Api membakar sebuah bangunan saat berlangsungnya aksi unjuk rasa di Jayapura, Papua, Kamis (29/8/2019). - Antara/Indrayadi TH
09 September 2019 17:27 WIB Newswire News Share :

Harianjogja.com, JAKARTA--Menteri Koordinator bidang Politik, Hukum dan Keamanan (Menko Polhukam), Wiranto menegaskan, bahwa situasi kondisi di Papua dan Papua Barat sudah mulai kondusif.

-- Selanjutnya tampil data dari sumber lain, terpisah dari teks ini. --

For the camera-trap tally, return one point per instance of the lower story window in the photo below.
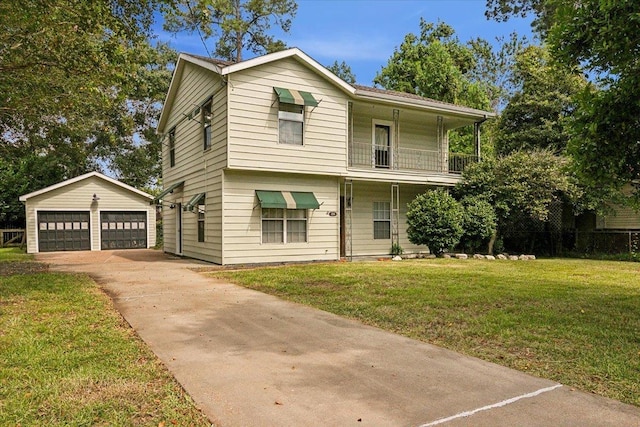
(284, 225)
(381, 220)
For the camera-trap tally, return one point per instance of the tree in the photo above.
(238, 25)
(79, 88)
(435, 65)
(343, 71)
(479, 222)
(537, 114)
(63, 58)
(603, 38)
(435, 219)
(528, 182)
(543, 10)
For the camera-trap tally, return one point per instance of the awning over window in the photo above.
(194, 201)
(298, 97)
(167, 191)
(287, 199)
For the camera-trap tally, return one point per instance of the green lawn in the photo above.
(68, 358)
(572, 321)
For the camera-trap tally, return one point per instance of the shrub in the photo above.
(435, 219)
(479, 222)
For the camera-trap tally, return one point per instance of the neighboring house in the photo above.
(89, 212)
(623, 218)
(276, 159)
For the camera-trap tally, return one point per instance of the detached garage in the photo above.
(89, 212)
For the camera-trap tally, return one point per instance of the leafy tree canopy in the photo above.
(524, 181)
(604, 38)
(434, 64)
(80, 90)
(538, 111)
(236, 25)
(543, 11)
(343, 71)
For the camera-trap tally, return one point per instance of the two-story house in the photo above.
(275, 159)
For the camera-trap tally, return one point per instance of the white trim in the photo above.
(289, 53)
(431, 105)
(25, 197)
(37, 228)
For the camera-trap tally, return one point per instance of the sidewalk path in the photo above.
(250, 359)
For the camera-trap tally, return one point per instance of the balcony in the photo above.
(365, 155)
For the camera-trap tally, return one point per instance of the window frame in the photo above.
(206, 116)
(286, 219)
(386, 211)
(172, 147)
(286, 116)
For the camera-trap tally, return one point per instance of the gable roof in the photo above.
(25, 197)
(224, 68)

"Per 9 September ini, laporan yang saya terima seluruh kondisi Papua dan Papua Barat aman dan kondusif, aktivis kemasyarakatan pun berjalan normal," kata Wiranto saat membuka Rapat Koordinasi yang membahas situasi Papua dan Papua Barat terkini, di Kantor Kemenko Polhukam, Jakarta, Senin (9/9/2019).

Menurut dia, rapat koordinasi yang dihadiri oleh Panglima TNI Marsekal TNI Hadi Tjahjanto, Kepala Badan Intelijen Negara (BIN) Budi Gunawan, Kepala Badan Siber dan Sandi Negara (BSSN) Hinsa Siburian serta perwakilan Polri ini untuk membahas perkembangan situasi di Papua dan Papua Barat.

"Setelah menerima langsung setiap hari baik dari Kapolri, Panglima TNI, kepala BIN dan unsur lain dan kita kompilasi kemudian, situasi mulai kondusif," kata Wiranto.

Namun, lanjut dia, masih ada provokasi, selebaran-selebaran gelap untuk mendorong dan menghasut masyarakat melakukan unjuk rasa susulan. "Ini kita sudah monitor dan kita sudah tahu betul siapa-siapa pelakunya itu," tegas Wiranto.

Ia menyebutkan, bahwa pada Senin pagi para pejabat yang baru ditarik dari Papua sudah melaporkan langsung kepada Presiden Jokowi, yakni Panglima TNI, Kapolri dan Kepala BIN tentang perkembangan terakhir di Papua dan Papua Barat.

"Petunjuk Presiden Jokowi sangat jelas bahwa kondisi yang sangat baik dan kondusif ini tetap harus dipertahankan," katanya.

Presiden Jokowi juga fokus tentang adanya eksodus dari pelajar dan mahasiswa Papua dan Papua Barat yang belajar di luar Papua dan Papua Barat, yakni daerah lain di Indonesia. "Ini juga menjadi perhatian kita bersama," tuturnya.